If I am being ruthless with the truth, as Vania might say, I must admit that I have no regrets. I did what I felt compelled to do. I sent my heart — hearts, even — in a home-made pink-and-white gift box and I crossed my fingers and hoped for the best. I poked the message down inside the bottle, threw it overboard and wished. I tried. Faint heart never won fair maiden, and I tried to be brave of heart.

It is what it is. I will allow myself to feel this pain. It doesn’t need to go anywhere. I can hold it, tenderly. It shows me I still have hope. It shows me I still believe in love and its possibilities. It shows me there are people out there who can still ignite that flame in me. It shows me I can and do and want to love. My heart hasn’t given up. My heart is full of love, even when it doesn’t know where to put it.

I tried. I tried, and that has to be enough for me. I will let my feelings and sadness and my loneliness and my hopelessness lap over me like gentle waves on a shore.

Now and now and now and now and now.

Reflecting

Oh, but the self-hate is strong today. A night of drinking will do that.

I have a silly crush on someone.
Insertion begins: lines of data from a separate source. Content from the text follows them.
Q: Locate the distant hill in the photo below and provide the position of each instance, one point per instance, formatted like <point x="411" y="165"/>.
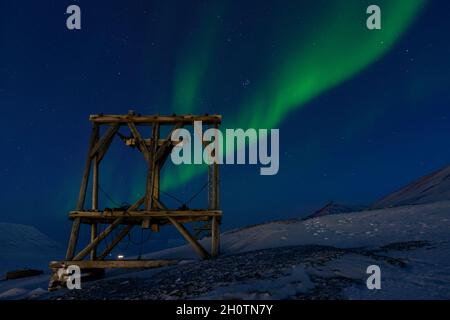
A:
<point x="428" y="189"/>
<point x="335" y="208"/>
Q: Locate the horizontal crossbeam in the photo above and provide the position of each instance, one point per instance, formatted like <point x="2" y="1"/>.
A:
<point x="107" y="264"/>
<point x="144" y="214"/>
<point x="166" y="120"/>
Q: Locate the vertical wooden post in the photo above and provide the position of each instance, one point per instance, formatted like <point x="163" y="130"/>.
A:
<point x="156" y="168"/>
<point x="95" y="177"/>
<point x="82" y="196"/>
<point x="215" y="223"/>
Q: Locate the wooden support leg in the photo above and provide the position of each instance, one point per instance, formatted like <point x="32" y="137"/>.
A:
<point x="115" y="241"/>
<point x="105" y="233"/>
<point x="185" y="233"/>
<point x="215" y="237"/>
<point x="99" y="238"/>
<point x="189" y="238"/>
<point x="73" y="239"/>
<point x="93" y="236"/>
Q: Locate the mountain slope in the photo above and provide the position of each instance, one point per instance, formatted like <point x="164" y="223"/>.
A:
<point x="431" y="188"/>
<point x="334" y="208"/>
<point x="23" y="246"/>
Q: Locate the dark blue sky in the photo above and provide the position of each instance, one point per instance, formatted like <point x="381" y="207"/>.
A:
<point x="354" y="143"/>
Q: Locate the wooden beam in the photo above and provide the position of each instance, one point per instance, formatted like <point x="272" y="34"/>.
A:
<point x="216" y="181"/>
<point x="73" y="239"/>
<point x="146" y="119"/>
<point x="167" y="146"/>
<point x="140" y="141"/>
<point x="185" y="233"/>
<point x="94" y="243"/>
<point x="107" y="264"/>
<point x="215" y="236"/>
<point x="93" y="236"/>
<point x="115" y="242"/>
<point x="150" y="186"/>
<point x="87" y="169"/>
<point x="106" y="139"/>
<point x="144" y="213"/>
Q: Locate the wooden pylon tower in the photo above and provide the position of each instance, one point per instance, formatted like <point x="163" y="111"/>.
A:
<point x="149" y="212"/>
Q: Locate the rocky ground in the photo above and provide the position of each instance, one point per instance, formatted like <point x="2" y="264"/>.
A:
<point x="297" y="272"/>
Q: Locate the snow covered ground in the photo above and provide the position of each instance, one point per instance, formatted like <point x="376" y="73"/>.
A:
<point x="320" y="258"/>
<point x="23" y="246"/>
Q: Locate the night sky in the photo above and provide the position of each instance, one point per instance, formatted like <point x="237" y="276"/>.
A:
<point x="361" y="113"/>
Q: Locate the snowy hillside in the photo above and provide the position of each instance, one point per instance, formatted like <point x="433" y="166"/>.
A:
<point x="335" y="208"/>
<point x="23" y="246"/>
<point x="372" y="228"/>
<point x="321" y="258"/>
<point x="428" y="189"/>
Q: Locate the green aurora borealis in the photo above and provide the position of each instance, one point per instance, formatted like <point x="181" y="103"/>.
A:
<point x="335" y="46"/>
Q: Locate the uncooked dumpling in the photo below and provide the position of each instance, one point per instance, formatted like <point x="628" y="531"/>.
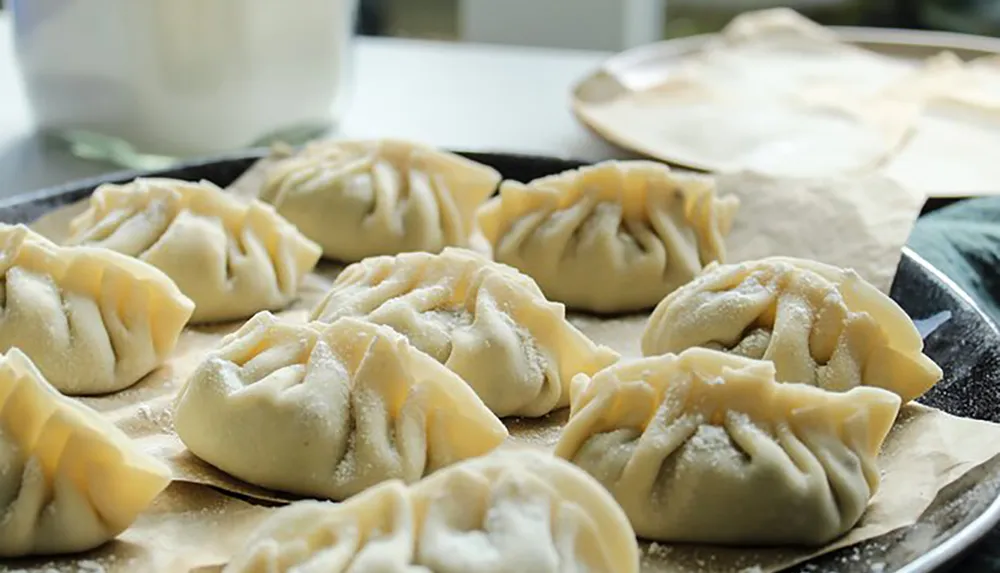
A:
<point x="485" y="321"/>
<point x="329" y="410"/>
<point x="510" y="512"/>
<point x="613" y="237"/>
<point x="232" y="258"/>
<point x="69" y="480"/>
<point x="818" y="324"/>
<point x="707" y="447"/>
<point x="364" y="198"/>
<point x="93" y="321"/>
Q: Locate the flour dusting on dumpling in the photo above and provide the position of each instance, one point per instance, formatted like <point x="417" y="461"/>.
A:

This person is not available, and my feelings are not returned. That’s fine. I can live with it. It is what it is. What bothers me is that I feel so pathetic. Just so terribly pathetic. Wanting intimacy and harbouring silly fantasies. Feeling sorry for myself because I am so lonely. Hating that I feel this way.

I worry that I embarassed myself last night. I worry that I was a tipsy idiot in the company of new friends, and I cringe.

Then, when I got home, I opened my mouth and started pouring out my self-pitying sob story to my unsuspecting (but kind and sympathetic) younger housemate. I told him about my eating disorder and how my weight gain plagues my mind. Again, I cringe. The poor guy.

Yesterday at lunch during choir rehearsal, I was talking about how I intend to study singing next year. I said having done nothing with it is making me angry and bitter. And one of the women said, “And that’s not you.” Isn’t it? I worry that it is me, indeed. Can she see something I cannot? She’s lovely. I want to believe her.

The way forward

I have so many feelings and I don’t know what to do with them. I’m frustrated, I’m scared, I’m angry, I’m sad and bitter. I’m hopeful and grateful and excited and, in some ways, quite happy. I’m healing, but I’m also repeating old patterns because I don’t know what else to do. I’m alarmed that my thinking is so flawed but, that said, becoming alarmed is not helpful either.

There’s a mental health support group nearby and this week I’m going to try to go. It’s not run by mental health professionals but it’s a recognised program run by an international organisation. It aims to create a supportive environment in which people can learn to manage their mental health in order to live a better life. I went to one on the Sunshine Coast, twice, and it was helpful, but it wasn’t convenient. I’d like to make it a habit in Sydney, though, if it feels like a good fit. So that’s my plan for Wednesday night!

I have this week off work and it’s lovely. The sun is shining and the house is quiet. The housework is waiting for me to do it. My sewing projects are waiting patiently until I am brave enough to pick them up again and, maybe, even finish them (finishing things is hard for me).

I feel positive about the future. I do. I am grateful and I have things to look forward to. I have many people who love me. I have exciting creative projects on the go, and big ambitions. I have a beautiful home and a lovely almost-mine cat and sweet, friendly housemates and a stable job that pays reasonably well, even if it’s not what I want to be doing. I have my health, and a brand-new bicycle. I have a wonderful family and an amazing choir and my hair is approaching cute again. I have so much support. I can do this. I can get better.